Lower interest rates, a favorable macroenvironment, and the growing adoption of its AI-powered AXON ad discovery services should contribute to this robust growth. With these optimistic forecasts, AppLovin's stock appears reasonably priced at 43 times forward earnings and may yield millionaire-making returns over the next decade if it maintains its current trajectory.

2. Opera

Opera's primary product is a mobile and desktop web browser, serving about 2% of the global web browser market according to StatCounter. Despite lower user growth due to competition from larger browsers like Google Chrome, Safari, and Edge, it boosts its revenue via advanced AI tools and integrated ads. This strategy resulted in a 20% revenue increase and a 38% increase in adjusted earnings before interest, taxes, depreciation, and amortization (EBITDA) in 2023.

Its latest browser, Opera One, incorporates OpenAI's generative AI tools with its integrated AI assistant, Aria. These new AI-driven services have the potential to strengthen its existing user base and differentiate Opera from popular browsers. Between 2023 and 2026, analysts expect its revenue to grow at an annual CAGR of 17% and its adjusted EBITDA at a CAGR of 20%.

Opera's stock is currently valued at just 11 times its 2024 adjusted EBITDA, with a surprising 4.5% dividend yield. As it expands its ecosystem, reinforces its moat, and explores fresh monetization opportunities, its valuation could increase, resulting in substantial returns over the coming decade.

3. Datadog

Datadog collects diagnostic data from various computing platforms, presenting it on its unified dashboards. Its AI assistant, Bits AI, simplifies the data-sifting process for IT professionals, enabling them to quickly identify and resolve hardware and software issues.

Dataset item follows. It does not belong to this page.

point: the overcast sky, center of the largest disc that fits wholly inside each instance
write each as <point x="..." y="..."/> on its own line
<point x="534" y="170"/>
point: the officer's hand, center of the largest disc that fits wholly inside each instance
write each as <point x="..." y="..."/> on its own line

This unique service has resulted in a near-fourfold increase in its number of large clients (providing an annual revenue of over $100,000) from 858 in 2019 to 3,190 in 2023.

The company's revenue grew by 27% in 2023, marking its slowest growth rate since its IPO in 2019. Despite posting its first profit that year, it faced revenue retention challenges and high operating expenses. Datadog projects 25% revenue growth in 2024. From 2023 to 2026, analysts anticipate its revenue and EPS to grow at annual CAGRs of 23% and 80%, respectively. The stock might not be a bargain at 63 times forward adjusted earnings, but it has room for growth as the IT observability market expands. With the potential for at least 20% annual revenue growth for an extended period, Datadog has the potential to generate substantial returns and mint new millionaires in the future.

  1. To diversify your investment portfolio and potentially reap significant returns in the future, you might want to consider investing in Datadog. With its AI-powered data collection and analysis tools, the company has seen a significant increase in its large client base and is projected to experience robust growth in revenue and earnings per share over the next decade.
  2. If you're looking for a potential finance opportunity in the tech sector, Opera's stock could be an attractive option. While it faces competition from larger browsers, its integration of advanced AI tools and ads has resulted in revenue growth and increased profitability. Analysts expect Opera's revenue and adjusted EBITDA to continue growing at appealing rates, making its current stock price and dividend yield worth considering for long-term investors.